Ihre Handflächen sind schweißnass — der einzige Teil ihres Körpers, der sich jemals kühl anfühlt. Sie streckt die Finger aus, als wären ihre Hände Fächer. An einer öffentlichen Pumpe bleibt sie stehen, spritzt sich Wasser auf die Haut und trinkt in tiefen Zügen, froh darüber, dass die Neuen Menschen von bakteriellen oder parasitären Infektionen wenig zu befürchten haben.

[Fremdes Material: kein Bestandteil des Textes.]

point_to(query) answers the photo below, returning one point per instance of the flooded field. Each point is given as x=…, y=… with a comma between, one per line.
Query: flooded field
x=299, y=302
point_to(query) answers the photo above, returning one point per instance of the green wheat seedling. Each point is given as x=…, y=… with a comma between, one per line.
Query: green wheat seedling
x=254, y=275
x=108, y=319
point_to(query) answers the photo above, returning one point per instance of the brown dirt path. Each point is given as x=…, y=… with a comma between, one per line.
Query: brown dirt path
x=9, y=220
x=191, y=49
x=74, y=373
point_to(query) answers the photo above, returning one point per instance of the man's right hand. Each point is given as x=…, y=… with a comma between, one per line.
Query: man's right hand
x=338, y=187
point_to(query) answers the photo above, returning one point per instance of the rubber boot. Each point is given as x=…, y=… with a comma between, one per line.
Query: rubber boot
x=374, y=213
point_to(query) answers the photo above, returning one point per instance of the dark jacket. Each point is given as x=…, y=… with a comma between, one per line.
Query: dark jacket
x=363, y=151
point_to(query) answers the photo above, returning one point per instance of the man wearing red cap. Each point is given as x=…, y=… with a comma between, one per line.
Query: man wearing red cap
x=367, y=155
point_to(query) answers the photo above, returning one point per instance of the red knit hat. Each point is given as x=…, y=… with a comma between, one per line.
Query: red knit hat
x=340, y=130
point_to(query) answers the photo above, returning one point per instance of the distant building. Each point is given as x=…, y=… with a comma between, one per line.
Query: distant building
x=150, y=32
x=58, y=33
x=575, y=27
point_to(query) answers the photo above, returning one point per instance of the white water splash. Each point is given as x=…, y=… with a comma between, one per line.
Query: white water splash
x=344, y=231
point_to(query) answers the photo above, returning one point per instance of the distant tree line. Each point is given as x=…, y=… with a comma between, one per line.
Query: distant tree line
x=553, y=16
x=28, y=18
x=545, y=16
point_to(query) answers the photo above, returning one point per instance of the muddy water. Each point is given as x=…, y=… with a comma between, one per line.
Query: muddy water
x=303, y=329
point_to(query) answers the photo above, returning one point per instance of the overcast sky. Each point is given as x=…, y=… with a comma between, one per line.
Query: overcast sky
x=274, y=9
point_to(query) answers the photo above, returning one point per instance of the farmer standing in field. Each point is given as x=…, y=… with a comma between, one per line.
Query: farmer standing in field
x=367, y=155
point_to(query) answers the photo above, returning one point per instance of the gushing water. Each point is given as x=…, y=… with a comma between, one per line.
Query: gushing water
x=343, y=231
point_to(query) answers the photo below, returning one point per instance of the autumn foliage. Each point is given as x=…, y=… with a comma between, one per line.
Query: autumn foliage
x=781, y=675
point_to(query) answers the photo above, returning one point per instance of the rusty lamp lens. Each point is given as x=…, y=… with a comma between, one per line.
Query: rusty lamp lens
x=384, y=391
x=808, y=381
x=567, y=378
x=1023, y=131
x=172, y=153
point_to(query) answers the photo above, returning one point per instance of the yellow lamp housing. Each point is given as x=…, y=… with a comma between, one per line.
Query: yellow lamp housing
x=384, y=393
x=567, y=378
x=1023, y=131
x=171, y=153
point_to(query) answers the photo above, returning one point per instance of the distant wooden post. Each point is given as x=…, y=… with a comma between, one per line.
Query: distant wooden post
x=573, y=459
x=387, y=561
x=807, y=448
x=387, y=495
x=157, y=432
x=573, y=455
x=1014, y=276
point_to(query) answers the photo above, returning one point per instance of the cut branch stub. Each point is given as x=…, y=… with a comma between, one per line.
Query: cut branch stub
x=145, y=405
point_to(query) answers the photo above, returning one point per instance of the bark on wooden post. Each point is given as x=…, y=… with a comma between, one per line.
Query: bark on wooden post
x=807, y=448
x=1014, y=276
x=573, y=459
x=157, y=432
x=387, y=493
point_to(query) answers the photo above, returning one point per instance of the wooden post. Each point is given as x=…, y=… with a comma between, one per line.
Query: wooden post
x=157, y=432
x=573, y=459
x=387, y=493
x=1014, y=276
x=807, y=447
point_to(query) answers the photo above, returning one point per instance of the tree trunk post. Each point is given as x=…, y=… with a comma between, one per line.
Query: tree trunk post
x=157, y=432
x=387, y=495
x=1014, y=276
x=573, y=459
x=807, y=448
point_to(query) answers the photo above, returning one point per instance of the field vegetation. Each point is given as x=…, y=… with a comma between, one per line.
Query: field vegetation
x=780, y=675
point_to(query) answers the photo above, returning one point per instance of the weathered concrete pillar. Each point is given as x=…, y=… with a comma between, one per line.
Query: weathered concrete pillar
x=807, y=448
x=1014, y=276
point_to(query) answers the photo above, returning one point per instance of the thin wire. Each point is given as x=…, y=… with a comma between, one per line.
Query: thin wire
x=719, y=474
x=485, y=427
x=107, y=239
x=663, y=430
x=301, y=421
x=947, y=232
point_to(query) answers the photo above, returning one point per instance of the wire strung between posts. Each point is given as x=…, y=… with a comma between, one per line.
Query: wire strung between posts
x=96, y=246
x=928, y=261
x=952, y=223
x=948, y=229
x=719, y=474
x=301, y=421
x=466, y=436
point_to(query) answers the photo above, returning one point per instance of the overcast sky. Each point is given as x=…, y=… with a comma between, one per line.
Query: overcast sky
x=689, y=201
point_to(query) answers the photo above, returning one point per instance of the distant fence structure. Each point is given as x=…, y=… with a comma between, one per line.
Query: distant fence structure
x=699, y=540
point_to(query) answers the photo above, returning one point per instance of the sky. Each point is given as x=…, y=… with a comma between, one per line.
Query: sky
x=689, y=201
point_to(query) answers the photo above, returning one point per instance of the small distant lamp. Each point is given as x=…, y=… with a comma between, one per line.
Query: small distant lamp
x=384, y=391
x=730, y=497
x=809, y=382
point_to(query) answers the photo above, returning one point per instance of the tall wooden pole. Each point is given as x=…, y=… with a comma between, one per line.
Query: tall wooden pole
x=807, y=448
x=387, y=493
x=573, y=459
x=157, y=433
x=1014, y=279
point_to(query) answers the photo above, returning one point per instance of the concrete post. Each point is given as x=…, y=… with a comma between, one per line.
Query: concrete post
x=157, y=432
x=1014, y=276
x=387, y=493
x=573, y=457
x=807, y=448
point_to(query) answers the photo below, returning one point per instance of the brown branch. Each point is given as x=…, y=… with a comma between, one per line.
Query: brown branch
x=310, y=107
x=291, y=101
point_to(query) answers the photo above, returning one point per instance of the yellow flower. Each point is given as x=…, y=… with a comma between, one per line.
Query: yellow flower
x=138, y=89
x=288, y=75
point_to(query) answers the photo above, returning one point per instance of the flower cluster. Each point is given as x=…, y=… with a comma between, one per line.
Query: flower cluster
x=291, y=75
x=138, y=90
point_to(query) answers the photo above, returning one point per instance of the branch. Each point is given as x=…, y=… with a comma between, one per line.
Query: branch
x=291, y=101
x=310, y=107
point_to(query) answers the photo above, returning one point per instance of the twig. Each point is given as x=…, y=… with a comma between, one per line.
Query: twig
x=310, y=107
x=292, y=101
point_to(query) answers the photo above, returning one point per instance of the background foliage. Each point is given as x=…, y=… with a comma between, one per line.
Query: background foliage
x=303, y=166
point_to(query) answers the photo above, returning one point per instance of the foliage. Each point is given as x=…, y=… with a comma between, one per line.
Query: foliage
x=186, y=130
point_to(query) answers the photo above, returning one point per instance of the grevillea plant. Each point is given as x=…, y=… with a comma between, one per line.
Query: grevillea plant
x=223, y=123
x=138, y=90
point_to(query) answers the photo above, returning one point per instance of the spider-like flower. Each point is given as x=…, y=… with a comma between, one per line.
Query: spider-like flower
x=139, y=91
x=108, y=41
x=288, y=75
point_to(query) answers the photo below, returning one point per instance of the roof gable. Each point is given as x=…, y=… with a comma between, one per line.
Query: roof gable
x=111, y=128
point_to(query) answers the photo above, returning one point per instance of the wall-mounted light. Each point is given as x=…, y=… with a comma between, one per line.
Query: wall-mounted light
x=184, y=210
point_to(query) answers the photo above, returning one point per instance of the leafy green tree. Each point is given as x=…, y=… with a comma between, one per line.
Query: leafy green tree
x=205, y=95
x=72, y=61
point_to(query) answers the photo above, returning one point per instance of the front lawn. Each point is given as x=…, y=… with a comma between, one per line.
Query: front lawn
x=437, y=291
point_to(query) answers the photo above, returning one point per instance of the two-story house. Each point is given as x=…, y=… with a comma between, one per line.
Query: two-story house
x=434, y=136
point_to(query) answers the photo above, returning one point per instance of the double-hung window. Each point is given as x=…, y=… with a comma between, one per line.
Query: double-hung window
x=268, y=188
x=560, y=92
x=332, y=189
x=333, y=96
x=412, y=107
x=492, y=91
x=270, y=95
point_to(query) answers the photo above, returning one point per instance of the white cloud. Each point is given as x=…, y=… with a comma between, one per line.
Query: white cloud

Wäre sie kein Neuer Mensch, würde sie einfach in den Bahnhof Hua Lamphong hineinstolzieren, einen Fahrschein für einen Spannfederzug kaufen, damit in die Bergregionen von Chiang Mai fahren und sich von dort aus in die Wildnis durchschlagen. Nichts leichter als das. Stattdessen muss sie listig sein. Die Straßen sind bestimmt bewacht. Jeder Weg, der nach Nordosten und zum Mekong führt, wird mit Soldaten verstopft sein, die zwischen der Ostfront und der Hauptstadt hin und her transportiert werden. Ein Neuer Mensch würde Aufmerksamkeit erregen, zumal aufseiten der vietnamesischen Armee Aufziehmenschen kämpfen.
Aber es gibt einen anderen Weg. Aus ihrer Zeit bei Gendo-sama weiß sie, dass ein Großteil der Frachtgüter des Königreichs auf dem Fluss befördert werden.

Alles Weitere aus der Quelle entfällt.